During the COP21 in Paris, this platform evolved into a more formal arrangement through the Global Climate Action Agenda, which has played a key role at COP22 in Marrakesh.
CIFOR scientists have found that although many international corporations have made voluntary commitments to reduce their negative environmental and social impacts in the agriculture and forestry sectors, there is still no systematic way to track and verify these pledges, or their impacts on climate change.
“These companies have self-reporting systems, but there remains issues of credibility, transparency and independence,” said Pacheco.
“It is important to have independent monitoring. There also needs to be awareness of the potential and limits of pledges by NSAs, because often, they don’t have specific targets and timeframes.”
Pacheco pointed out that there are a number of organizations, such as the World Resources Institute (WRI) and Global Forests Watch that monitor aspects of climate change, while other groups monitor trade flows and investments, including financial risk.
While it is important to have these diverse initiatives, Pacheco believes that a common definition of metrics and indicators is necessary.
“When it comes to monitoring, it is good to have diversity, but we need to discuss what needs to be monitored and how to do it transparently,” he said. “Not only at the global level, but also at the local level in ways that make sense for all the different stakeholders.”
FINDING COMMON GROUND
CIFOR scientists identified a major risk for smallholders and other local people who are marginalized and operate within informal economies.
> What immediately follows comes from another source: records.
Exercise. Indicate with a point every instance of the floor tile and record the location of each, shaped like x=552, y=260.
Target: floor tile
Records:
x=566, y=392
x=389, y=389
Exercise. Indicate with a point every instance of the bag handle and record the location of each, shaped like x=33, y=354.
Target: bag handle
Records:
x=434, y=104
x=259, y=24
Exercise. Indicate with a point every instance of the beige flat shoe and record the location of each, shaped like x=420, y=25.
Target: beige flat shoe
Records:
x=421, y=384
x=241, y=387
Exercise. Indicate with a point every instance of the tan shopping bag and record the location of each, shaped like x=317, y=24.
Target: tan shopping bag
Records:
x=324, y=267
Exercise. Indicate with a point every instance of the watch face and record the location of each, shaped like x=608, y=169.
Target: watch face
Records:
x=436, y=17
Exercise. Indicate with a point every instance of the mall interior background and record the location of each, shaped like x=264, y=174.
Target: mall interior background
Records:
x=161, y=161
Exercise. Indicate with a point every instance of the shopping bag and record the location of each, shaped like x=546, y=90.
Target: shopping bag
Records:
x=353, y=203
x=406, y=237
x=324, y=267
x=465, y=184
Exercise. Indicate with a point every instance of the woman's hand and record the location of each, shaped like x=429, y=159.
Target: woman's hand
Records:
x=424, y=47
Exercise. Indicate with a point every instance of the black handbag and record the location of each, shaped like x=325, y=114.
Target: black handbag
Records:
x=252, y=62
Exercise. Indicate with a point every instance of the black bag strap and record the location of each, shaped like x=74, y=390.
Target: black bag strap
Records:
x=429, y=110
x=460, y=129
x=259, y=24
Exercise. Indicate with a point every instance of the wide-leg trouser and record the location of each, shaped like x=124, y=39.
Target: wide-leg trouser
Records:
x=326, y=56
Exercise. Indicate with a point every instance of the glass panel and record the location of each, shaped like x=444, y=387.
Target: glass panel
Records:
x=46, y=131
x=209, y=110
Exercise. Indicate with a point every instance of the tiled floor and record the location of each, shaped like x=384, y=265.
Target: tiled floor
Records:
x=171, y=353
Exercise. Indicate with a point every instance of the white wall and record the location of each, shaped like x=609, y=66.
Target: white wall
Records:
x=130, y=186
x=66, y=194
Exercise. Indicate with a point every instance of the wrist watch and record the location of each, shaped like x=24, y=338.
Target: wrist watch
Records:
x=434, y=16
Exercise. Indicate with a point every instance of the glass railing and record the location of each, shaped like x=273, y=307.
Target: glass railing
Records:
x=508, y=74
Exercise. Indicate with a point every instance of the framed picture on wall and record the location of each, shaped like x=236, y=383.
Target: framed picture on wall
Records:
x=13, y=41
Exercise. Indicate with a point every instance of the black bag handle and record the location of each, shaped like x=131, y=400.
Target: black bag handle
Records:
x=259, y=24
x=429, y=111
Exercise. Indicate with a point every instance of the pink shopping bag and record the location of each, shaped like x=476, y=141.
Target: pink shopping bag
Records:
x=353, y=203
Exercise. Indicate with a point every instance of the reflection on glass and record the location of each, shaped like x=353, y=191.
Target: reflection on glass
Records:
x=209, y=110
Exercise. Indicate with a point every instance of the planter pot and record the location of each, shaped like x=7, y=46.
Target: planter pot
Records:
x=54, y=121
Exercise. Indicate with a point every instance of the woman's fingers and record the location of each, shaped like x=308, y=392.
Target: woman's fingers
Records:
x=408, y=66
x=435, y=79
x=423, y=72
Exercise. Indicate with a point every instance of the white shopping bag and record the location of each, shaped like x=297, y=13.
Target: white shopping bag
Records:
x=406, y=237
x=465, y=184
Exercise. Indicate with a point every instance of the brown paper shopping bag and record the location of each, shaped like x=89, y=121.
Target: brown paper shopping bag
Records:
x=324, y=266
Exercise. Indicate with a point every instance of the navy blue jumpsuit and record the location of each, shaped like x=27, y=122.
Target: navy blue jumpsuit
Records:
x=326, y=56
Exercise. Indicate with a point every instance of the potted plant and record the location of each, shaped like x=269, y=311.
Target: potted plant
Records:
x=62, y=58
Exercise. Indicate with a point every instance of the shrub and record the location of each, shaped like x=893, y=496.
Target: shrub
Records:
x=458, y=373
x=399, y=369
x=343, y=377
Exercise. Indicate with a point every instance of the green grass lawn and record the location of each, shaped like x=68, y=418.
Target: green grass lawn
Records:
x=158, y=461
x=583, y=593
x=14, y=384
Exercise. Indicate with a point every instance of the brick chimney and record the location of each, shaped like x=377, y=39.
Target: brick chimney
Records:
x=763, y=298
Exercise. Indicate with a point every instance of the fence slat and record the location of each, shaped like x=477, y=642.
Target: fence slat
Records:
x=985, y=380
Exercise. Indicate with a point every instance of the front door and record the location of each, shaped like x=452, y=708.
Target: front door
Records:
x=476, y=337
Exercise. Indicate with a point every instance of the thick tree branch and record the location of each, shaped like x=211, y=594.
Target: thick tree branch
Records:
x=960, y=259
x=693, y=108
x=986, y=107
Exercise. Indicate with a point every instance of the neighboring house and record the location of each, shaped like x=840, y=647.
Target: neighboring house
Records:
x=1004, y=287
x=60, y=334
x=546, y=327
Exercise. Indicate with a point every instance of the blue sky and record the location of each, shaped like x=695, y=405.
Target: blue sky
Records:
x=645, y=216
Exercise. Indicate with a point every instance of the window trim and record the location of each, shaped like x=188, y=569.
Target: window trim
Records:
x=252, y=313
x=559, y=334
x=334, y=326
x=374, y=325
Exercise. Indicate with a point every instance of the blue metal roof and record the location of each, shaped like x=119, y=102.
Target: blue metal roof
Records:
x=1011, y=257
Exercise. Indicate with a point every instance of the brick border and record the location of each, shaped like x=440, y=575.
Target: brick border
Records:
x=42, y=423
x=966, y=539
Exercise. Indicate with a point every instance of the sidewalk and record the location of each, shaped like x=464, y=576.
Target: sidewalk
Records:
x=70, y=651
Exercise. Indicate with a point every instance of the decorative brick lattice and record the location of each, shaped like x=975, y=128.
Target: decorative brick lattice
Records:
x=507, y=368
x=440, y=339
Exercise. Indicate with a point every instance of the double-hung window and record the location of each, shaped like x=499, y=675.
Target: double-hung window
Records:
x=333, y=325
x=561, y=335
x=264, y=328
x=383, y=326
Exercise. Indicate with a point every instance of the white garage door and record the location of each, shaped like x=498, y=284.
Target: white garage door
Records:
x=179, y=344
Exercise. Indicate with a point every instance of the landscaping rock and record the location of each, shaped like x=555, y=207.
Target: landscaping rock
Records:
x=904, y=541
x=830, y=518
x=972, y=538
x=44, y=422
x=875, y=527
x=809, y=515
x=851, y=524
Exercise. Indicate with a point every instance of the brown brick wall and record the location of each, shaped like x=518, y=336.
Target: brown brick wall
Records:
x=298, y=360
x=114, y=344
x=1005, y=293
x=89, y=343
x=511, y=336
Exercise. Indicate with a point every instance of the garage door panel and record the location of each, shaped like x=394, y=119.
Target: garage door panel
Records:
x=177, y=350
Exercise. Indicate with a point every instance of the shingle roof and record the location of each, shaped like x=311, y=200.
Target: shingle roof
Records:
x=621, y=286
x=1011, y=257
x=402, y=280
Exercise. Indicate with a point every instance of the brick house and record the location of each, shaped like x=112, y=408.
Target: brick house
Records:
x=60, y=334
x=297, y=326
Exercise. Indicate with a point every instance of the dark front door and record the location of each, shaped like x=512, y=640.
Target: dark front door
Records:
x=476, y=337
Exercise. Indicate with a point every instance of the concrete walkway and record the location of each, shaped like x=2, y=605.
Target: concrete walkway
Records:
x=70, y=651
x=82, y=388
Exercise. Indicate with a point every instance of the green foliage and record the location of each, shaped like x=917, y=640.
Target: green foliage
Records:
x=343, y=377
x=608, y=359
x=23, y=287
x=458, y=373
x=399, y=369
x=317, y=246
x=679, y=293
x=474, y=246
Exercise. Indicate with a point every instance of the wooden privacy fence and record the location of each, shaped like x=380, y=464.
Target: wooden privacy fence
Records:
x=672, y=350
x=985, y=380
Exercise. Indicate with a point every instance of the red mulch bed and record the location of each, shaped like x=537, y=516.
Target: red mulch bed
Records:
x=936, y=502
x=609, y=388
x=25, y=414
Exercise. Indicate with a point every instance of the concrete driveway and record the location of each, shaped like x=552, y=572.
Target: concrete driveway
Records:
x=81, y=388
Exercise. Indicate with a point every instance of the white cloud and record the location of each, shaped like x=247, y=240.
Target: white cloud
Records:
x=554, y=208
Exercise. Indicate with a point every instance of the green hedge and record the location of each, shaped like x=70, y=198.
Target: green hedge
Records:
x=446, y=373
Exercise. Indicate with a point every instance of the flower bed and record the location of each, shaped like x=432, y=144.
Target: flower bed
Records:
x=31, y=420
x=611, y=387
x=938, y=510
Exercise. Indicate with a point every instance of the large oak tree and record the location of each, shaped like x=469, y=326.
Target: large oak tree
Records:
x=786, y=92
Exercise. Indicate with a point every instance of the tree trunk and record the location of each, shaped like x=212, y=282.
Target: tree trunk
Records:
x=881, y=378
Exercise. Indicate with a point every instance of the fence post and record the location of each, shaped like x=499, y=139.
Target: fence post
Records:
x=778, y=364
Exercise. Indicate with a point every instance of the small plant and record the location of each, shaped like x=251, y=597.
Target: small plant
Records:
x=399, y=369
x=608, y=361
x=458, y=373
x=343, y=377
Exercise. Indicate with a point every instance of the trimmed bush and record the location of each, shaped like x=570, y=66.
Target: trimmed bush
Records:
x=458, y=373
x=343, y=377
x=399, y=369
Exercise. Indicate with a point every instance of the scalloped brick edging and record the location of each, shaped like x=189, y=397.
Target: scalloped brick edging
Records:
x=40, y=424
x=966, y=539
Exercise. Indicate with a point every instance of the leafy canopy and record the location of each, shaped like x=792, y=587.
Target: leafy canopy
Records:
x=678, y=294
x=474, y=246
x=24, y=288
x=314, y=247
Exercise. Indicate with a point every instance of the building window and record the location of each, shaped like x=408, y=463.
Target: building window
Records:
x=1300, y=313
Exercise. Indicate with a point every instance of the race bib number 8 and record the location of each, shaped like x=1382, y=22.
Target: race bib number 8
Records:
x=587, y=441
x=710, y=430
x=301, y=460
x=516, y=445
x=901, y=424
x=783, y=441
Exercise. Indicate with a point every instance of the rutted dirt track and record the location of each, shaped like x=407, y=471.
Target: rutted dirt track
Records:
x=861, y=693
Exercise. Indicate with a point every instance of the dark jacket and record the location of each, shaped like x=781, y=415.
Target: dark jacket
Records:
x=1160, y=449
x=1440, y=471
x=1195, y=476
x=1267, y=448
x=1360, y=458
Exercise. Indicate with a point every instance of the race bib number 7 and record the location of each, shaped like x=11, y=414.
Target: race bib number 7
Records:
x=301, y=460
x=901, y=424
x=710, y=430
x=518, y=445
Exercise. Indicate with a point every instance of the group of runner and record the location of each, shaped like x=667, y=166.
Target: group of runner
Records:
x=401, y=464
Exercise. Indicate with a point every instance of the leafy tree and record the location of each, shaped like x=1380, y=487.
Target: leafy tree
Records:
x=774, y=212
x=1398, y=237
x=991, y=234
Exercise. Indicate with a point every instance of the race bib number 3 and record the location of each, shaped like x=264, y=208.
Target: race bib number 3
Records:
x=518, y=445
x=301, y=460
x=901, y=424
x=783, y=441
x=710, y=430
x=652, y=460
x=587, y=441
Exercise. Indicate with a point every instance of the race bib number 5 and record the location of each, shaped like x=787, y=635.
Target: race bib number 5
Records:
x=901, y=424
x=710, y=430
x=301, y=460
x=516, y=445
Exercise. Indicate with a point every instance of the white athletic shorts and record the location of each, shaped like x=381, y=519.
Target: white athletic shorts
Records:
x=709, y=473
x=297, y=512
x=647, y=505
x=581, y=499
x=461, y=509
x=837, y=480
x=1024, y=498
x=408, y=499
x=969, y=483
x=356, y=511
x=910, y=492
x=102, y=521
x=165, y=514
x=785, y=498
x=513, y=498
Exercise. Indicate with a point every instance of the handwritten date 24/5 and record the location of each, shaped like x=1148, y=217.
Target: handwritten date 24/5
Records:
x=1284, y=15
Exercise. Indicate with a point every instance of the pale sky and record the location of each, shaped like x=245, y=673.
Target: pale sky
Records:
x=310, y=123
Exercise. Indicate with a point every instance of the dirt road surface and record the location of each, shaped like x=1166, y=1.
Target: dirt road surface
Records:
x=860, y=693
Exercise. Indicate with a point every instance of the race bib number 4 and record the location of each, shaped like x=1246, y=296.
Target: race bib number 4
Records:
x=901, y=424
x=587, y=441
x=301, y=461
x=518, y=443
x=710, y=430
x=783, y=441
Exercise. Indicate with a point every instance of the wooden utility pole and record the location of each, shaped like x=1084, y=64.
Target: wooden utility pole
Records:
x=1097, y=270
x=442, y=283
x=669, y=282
They argue that these actors face the risk of being excluded due to corporate attempts to build ‘deforestation-free’ supply chains. This not only impacts rural communities, but the environment as well.
To remedy this, better UNFCCC safeguards are required. “In spite of their risks, corporate commitments also have the potential to support smallholders and leverage resources to help them to uptake more sustainable practices,” said Pacheco.
One way to do this would be through the Green Climate Fund (GCF), according to Pacheco. 194 governments in 2010 established the fund to help developing countries formulate programs and policies that would help them mitigate and adapt to climate change.
These commitments, in spite of their risks of excluding certain suppliers, could be used to support smallholders and small and medium enterprises (SMEs) to upgrade their production systems and, therefore, to be able to compete and benefit from sustainable supply chains.
“We need to bring these resources to more disadvantaged players to help them gain access to tenure rights, proper loans and financing,” said Pacheco.
“For example, if a company pledges not to buy from smallholders who are encroaching on forested land, these people will no longer have a source of income. So we need to engage them in the forestry market, provide better more efficient agricultural methods, provide resources and create alternative livelihoods.”.
Pacheco said SMEs would eventually need to get on board and be included in the monitoring process. He said a multi-stakeholder approach is needed that takes into account local diversity and values that do not disempower small suppliers.
“Many companies are clashing with informal economies, so we need to find ways to formalize these processes,” he said. “I think regularizing tenure rights and finding resources for these marginalized people is key.”
Pacheco added that initiatives stemming from the private sector need to be linked to governments, especially when it concerns land tenure and planning.
During the panel, CIFOR scientists argued that there is more than enough justification for the UNFCCC to develop guidelines that will assist engagement with non-state actors in climate mitigation and adaptation actions in a socially and environmentally responsible way to implement the Paris Agreement.
They say this could be done through information to be included in NDCs and through the modalities under negotiation to enhance the UNFCCC Transparency Framework. Voluntary commitments through transparent processes that are open to wider society are also needed. Finally, indigenous groups, including women, also need to be included in the process.